An elderly couple come up to me and excitedly jabber in Portuguese. I jabber back in English. The facial expressions say it all; a mixture of nostalgia from them and astonishment at the size of my bag. While we’re having lunch they walk past with a smile and wave and potter about getting ready for a swim. Cait and I imagine being old and cute together. I’m aware that right now is also a beautiful moment for us, no doubt a source of some envy for the elderly couple; to be young, cute, strong and hiking the Camino together.
We are using a series of pretty amazing Camino apps - Wise Pilgrim probably being the best. They mark the different routes, give you all the spots that you can stop along the way and provide lots of helpful information. On the maps you can see the Coastal and Litoral routes criss-crossing a bit. I think that we chose the path less travelled, as we soon began to walk along long boardwalks near a golf course and some farming land - with not another Pilgrim (or person) in sight.
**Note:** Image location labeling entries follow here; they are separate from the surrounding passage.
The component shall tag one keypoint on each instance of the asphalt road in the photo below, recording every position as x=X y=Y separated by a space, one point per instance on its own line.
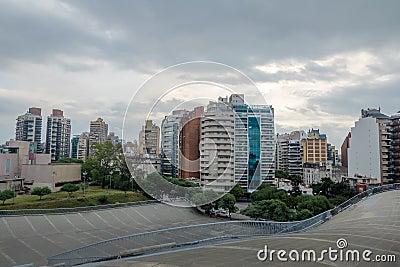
x=373 y=224
x=31 y=239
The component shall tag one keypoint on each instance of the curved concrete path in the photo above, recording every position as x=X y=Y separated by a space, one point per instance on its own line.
x=373 y=224
x=33 y=238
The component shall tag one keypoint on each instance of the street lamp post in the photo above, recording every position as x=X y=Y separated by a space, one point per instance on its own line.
x=84 y=182
x=13 y=185
x=54 y=185
x=111 y=172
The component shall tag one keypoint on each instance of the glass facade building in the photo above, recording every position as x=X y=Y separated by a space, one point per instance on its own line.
x=254 y=145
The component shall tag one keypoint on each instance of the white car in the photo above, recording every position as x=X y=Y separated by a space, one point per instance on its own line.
x=223 y=213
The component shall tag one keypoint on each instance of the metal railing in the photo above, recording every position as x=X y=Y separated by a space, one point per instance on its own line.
x=175 y=238
x=73 y=210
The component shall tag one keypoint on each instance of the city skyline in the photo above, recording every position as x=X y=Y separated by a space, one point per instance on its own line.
x=316 y=75
x=159 y=123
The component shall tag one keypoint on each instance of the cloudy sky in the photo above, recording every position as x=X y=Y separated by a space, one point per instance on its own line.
x=317 y=62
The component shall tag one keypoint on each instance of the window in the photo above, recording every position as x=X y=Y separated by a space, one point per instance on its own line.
x=8 y=164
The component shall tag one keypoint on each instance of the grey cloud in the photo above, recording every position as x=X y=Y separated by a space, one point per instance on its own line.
x=166 y=33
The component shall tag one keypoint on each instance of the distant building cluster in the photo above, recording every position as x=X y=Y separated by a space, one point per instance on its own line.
x=28 y=162
x=371 y=150
x=224 y=143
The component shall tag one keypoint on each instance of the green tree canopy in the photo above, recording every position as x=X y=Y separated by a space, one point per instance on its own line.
x=40 y=191
x=237 y=191
x=107 y=162
x=70 y=188
x=273 y=209
x=6 y=194
x=228 y=202
x=315 y=204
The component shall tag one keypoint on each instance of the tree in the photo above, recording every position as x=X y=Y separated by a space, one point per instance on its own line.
x=272 y=209
x=315 y=204
x=303 y=215
x=268 y=192
x=40 y=191
x=108 y=162
x=282 y=174
x=70 y=188
x=295 y=180
x=237 y=191
x=228 y=202
x=6 y=194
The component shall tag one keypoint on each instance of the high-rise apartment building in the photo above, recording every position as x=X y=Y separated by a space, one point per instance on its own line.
x=237 y=144
x=394 y=173
x=98 y=133
x=281 y=152
x=332 y=154
x=170 y=144
x=74 y=146
x=289 y=152
x=149 y=139
x=216 y=147
x=344 y=150
x=254 y=145
x=314 y=147
x=368 y=152
x=58 y=135
x=29 y=128
x=114 y=138
x=189 y=144
x=83 y=146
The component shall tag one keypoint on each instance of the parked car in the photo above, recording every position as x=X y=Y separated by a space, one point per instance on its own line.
x=223 y=213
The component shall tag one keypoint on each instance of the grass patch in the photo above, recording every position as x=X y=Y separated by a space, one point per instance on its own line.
x=61 y=199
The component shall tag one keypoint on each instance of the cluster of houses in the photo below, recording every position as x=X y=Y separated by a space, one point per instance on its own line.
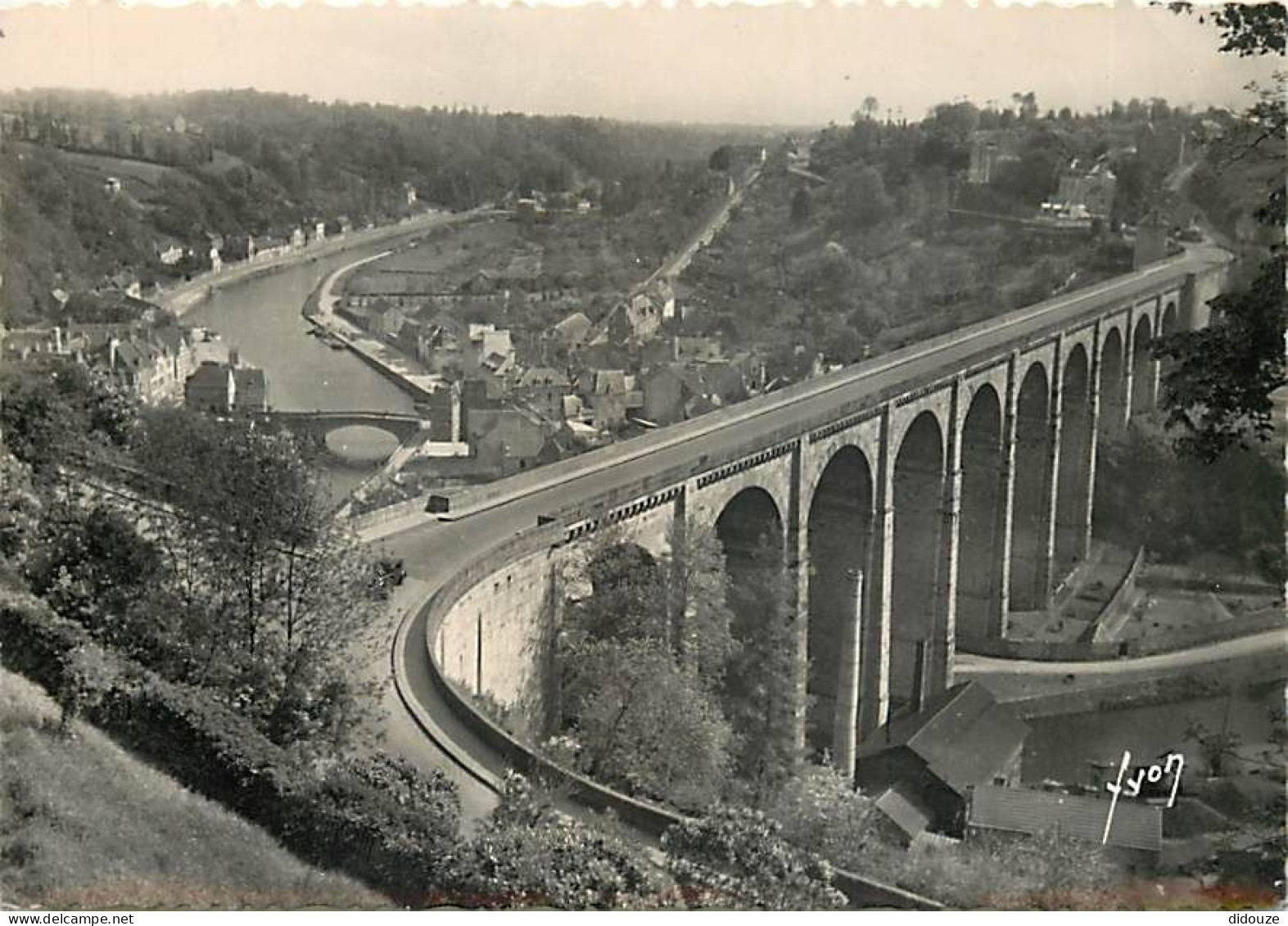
x=159 y=364
x=512 y=402
x=1085 y=191
x=545 y=208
I think that we both were slightly uncertain as to whether we were on the right track - even though our guide (being the apps) said that we were good - that was until we came across an abandoned house. On the wall a laminated A4 page giving life to the otherwise dead structure.
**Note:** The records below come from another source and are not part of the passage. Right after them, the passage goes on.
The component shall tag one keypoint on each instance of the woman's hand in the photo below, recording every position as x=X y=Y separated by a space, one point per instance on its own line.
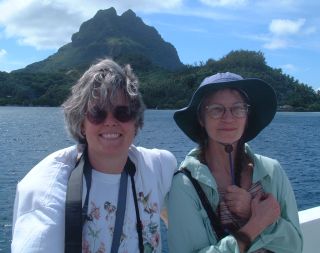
x=265 y=210
x=238 y=201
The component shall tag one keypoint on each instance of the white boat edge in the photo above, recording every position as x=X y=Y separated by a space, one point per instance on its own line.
x=310 y=225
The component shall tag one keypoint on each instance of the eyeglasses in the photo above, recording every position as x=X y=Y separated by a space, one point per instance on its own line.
x=238 y=110
x=121 y=113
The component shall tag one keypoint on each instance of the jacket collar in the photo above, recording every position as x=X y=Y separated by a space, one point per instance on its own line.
x=202 y=173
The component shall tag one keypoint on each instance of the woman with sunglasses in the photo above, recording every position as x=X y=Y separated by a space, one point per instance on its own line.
x=122 y=187
x=226 y=198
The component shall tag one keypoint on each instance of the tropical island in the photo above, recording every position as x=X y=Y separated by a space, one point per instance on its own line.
x=166 y=83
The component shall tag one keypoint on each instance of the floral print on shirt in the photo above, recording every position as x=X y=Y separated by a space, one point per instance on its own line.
x=93 y=243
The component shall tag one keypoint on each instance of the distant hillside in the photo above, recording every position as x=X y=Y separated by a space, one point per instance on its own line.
x=125 y=38
x=165 y=81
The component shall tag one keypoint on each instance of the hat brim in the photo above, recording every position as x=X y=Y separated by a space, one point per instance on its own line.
x=262 y=100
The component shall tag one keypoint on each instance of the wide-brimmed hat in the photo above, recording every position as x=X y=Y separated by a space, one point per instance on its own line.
x=261 y=97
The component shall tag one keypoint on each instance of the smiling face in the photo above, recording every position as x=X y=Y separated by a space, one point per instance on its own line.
x=111 y=137
x=228 y=129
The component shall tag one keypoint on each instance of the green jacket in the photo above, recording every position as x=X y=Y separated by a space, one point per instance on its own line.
x=189 y=226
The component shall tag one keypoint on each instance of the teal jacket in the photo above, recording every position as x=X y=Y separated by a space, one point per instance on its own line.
x=189 y=226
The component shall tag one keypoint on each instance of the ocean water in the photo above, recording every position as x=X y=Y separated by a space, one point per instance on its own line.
x=28 y=134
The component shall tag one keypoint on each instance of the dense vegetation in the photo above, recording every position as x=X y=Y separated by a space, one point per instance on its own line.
x=165 y=81
x=161 y=88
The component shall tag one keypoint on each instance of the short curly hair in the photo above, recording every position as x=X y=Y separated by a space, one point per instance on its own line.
x=99 y=85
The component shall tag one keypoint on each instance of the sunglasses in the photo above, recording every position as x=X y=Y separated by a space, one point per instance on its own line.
x=238 y=110
x=121 y=113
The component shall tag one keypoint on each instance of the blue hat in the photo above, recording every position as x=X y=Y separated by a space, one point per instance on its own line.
x=261 y=97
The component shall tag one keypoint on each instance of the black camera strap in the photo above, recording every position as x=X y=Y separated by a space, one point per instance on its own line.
x=76 y=215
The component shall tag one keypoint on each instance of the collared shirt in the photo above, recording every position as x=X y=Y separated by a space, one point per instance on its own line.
x=39 y=210
x=189 y=226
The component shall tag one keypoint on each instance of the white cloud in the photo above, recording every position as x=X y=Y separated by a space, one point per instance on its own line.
x=289 y=67
x=49 y=24
x=282 y=27
x=3 y=52
x=276 y=43
x=230 y=3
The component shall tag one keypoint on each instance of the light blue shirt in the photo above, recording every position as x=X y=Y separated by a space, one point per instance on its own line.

It was an incredibly moving place. We stamped our passports and took a gift. It’s just so beautiful to be met with such love and kindness on the Camino. Something that was obvious from the moment we set foot on that bus with the Scallop shell attached to our bags.
Portugal was a lovely place to be a tourist in the first two weeks pre-Camino: it was beautiful, exciting, clean and just pretty easy to get around. Lots of things to do, the food is great and there are lovely people here. But pre-Camino the people were quite reserved, rather fed up with tourists in the busy areas. I think that the thing I noticed the most was that it was very rare to get a smile back from a Portugese person that you passed in the street.
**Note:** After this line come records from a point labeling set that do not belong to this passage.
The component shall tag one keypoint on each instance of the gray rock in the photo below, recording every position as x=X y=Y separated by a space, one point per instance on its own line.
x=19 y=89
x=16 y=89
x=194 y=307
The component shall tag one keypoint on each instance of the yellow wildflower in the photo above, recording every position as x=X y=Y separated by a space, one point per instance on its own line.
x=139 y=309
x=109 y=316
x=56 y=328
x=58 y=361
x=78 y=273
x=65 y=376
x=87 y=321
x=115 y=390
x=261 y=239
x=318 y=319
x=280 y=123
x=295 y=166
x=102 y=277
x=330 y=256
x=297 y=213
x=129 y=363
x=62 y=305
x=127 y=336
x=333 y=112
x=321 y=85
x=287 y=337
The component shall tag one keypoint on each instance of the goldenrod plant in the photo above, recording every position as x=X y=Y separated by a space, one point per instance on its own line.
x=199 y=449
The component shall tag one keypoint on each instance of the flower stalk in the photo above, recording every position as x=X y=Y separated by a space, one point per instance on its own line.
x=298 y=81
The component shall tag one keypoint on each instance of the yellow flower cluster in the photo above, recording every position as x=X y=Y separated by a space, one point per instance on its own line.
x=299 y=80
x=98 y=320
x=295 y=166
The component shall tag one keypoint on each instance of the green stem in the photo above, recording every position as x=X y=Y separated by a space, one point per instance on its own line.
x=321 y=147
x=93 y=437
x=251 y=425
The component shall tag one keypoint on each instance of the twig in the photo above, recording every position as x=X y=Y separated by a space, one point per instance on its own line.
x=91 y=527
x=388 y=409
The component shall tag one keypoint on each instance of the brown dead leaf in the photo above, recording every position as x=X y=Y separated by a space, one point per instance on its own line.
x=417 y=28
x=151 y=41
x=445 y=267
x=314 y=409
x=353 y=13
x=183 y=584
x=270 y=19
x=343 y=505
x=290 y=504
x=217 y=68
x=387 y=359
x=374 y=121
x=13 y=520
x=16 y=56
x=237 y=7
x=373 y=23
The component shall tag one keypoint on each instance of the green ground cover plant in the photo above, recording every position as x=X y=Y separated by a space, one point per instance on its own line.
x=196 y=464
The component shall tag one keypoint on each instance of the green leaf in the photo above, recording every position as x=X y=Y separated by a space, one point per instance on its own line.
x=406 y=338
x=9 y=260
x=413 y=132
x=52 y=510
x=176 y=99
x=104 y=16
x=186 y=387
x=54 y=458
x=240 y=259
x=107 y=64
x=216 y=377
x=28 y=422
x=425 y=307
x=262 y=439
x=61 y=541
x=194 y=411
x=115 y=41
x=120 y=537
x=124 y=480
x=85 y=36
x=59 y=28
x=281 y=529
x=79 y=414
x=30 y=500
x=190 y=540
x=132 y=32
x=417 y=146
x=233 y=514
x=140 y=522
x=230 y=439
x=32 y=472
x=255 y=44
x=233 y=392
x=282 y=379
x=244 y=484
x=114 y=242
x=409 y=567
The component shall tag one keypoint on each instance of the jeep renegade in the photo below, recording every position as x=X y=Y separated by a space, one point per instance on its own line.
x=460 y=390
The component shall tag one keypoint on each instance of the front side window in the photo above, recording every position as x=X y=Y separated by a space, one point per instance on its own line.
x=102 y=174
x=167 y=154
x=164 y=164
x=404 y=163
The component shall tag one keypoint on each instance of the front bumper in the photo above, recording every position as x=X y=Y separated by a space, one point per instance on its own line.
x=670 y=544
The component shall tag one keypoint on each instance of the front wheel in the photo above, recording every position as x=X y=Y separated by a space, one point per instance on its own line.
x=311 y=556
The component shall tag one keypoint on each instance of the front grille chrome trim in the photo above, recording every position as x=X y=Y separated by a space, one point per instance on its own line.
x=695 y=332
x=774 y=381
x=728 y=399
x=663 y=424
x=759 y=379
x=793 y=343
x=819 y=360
Yet on the Camino - blessed by the Scallop shell and welcomed into their holy journey, we have only had the most beautiful interactions. It’s only day two and I can’t believe how differently we are being received. I’m getting fully faced beaming smiles, smiles that come out of nowhere from a stern faced middle aged man in a suit. Old woman are looking at me like I’m their long lost grandson and people return my gaze with a twinkle in the eye. Kindness and love radiates throughout the Camino. It’s the most beautiful side of Christianity that I have seen.
With the end in sight we each put earphones in and start a Spotify jam - not something that I’ve done before, in a nutshell we both listen to the same song at the same time. We’re talking late afternoon sun, Lana Del Rey, Billie Eilish and Jose Gonzalez. A little dance here and there and some serious pace for the last few kilometers.
We arrive at the campsite and are greeted at reception - exhausted. The man is thrilled that Cait speaks portugese and begins to quickly explain and show us around. We pitch our tent, have a shower (an amazing one), do some washing and make dinner. “Weird cat” comes to join us from time to time, especially present around dinner time.
Feeling tired, stiff and happy. Yoga with Adriene is the best thing that I could imagine. Time for bed.